Okay so my foster family thinks I'm "crazy" or that I need help. I have done stuff and still do stuff now that shows traits for a sociopath. 

So with being this way people seem to fear me. I find this as a good opportunity for myself to use them. I am aware of right and wrong but still don't care when it comes down to it. But I see that if their scared that I'll do something to them then they will do what I want. If I want them to do my dirty work for me then they will out of fear. Most people will naturally tell their friends making their friends fear me too. So win, win for me.

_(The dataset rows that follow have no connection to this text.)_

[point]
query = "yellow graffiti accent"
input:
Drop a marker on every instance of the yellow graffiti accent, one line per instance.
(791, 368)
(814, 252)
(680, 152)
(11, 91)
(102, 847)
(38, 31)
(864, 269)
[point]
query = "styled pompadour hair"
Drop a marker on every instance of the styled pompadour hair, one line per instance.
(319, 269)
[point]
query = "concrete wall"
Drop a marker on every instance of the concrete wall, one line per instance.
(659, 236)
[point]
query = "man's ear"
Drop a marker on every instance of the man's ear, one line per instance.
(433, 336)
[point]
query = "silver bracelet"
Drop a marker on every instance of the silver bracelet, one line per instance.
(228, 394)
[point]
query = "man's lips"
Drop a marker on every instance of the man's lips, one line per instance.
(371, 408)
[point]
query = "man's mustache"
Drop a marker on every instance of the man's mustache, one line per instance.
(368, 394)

Another thing is people who don't know my "disorder" tend to like me more. They feel the need to come to me. Sometimes people say their my friend and that they love me,and would do anything for me. Another advantage. I don't love them and don't care for them. However since they consider me a friend if I'm ever in trouble they can come to help me. That way I still have a clean slate, but sometimes they get hurt in the process. Oh well. When around people I observe them and see who they are. Once I engage in conversation I conform to what person they would like. It's kind of like wearing a mask and behind it I'm plotting something.

Pain. It's odd for me. I feel pleased watching or hurting something. When I hurt people or animals, watching them feel pain makes me feel slightly better. I try to hide tis about me so people won't know or else they would dift away and I wouldn't benefit anymore. It's hard to explain and I don't care too explain any further on this topic.

I lie alot. I tells lies everyday just to get what I want. Like my foster dad told me one time I could have a snack. So I take three cookies and eat them. Then once he left I asked my foster mom if I could, she said yes, another three cookies for me. Of course I liked that and continued this for years. I liked how they were so blind as to see this. One day they were talking about it and found out what I was doing so I made up another convincing lie in there too. I told them that I asked dad and then asked mom a few minutes later then got my cookies but they were too ignorant. This continues to this day.

But this is what it's like being in my mind. I will post more about this stuff and comment if you have similar traits maybe we could benefit from each other.